回復基調にある消費、不安が残る雇用、不動産市場は?

 ここからは、同じく4月18日に発表された、1-3月期の主要経済指標を見ていきましょう。一覧表に整理してみました。

  2023年1-3月 2022年10-12月
GDP実質成長率 4.5% 2.9%
工業生産 3.0% 2.7%
小売売上高 5.8% ▲2.7%
固定資産投資 5.1% 5.1%(2022年通年)
不動産開発投資 ▲5.8% ▲10.0%(2022年通年)
住宅販売面積 ▲1.8% ▲24.3%(2022年通年)
住宅販売売上高 ▲4.1% ▲26.7%(2022年通年)
貿易 4.8%(輸出8.4%:輸入0.2%) 0.6%(輸出▲0.5%:輸入2.2%、2022年12月)
失業率(除く農村部) 5.5% 5.6%
失業率16~24歳 19.6%(3月) 16.7%(2022年12月)

 投資や製造業はまだ弱い感じですが、個人消費には明らかな回復が見られ、昨年歴史的に低迷した不動産関連の指標にも好転の兆しが見受けられます。

 一方、特に若年層における雇用には不安要素があり、需要不足という構造的問題も解決とはいえないのが現状だと思います。これらの数値と同時に、国家統計局は次のコメントを発表しています。

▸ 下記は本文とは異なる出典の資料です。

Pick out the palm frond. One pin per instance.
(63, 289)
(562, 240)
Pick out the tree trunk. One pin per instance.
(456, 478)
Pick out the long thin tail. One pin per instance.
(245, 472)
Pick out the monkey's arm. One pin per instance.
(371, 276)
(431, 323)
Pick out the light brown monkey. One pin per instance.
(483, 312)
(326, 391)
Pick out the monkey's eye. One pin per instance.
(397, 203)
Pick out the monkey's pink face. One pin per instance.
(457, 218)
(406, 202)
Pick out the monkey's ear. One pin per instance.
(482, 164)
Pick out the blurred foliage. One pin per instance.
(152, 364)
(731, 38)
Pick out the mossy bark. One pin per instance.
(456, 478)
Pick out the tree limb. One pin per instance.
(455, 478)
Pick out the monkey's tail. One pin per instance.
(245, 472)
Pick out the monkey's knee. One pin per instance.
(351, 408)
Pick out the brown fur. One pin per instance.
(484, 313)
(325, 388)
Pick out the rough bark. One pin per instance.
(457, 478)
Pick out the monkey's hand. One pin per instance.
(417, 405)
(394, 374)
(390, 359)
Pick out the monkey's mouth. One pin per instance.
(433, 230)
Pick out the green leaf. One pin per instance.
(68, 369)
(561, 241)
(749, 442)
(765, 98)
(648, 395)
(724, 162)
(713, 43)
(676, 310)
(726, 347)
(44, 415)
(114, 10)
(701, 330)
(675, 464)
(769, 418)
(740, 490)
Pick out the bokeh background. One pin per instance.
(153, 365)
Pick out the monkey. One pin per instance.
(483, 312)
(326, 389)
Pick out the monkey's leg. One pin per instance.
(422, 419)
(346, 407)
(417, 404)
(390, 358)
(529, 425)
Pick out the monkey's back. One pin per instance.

「第1四半期は新型コロナウイルスの感染拡大が収まり、平穏な状況に転換していくに伴い、成長、雇用、物価を巡る安定化政策が功を奏し、前向きな要素が蓄積、増加していった。国民経済は安定的に回復しており、2023年の開局は良好である。ただ、国際環境は複雑で流動的である。内需における不足や制約も顕著であり、経済回復に向けた基礎は強固ではない」

「コロナフリー」下における中国経済の回復に期待を高ぶらせる欧米の大手金融機関と比べて、中国政府は現状と先行きを楽観視していないスタンスが垣間見られます。これらの統計発表後、私が意見交換を行った中国政府の関係者も「5.0%という成長目標の達成は容易ではない。昨年の教訓もある。不動産市場がどこまで活気づくか。中国の消費者マインドが前向きになるか。欧米の景気後退が中国経済にどこまで波及するかなど、国内外における不確定要素は山積している」との見方を示していました。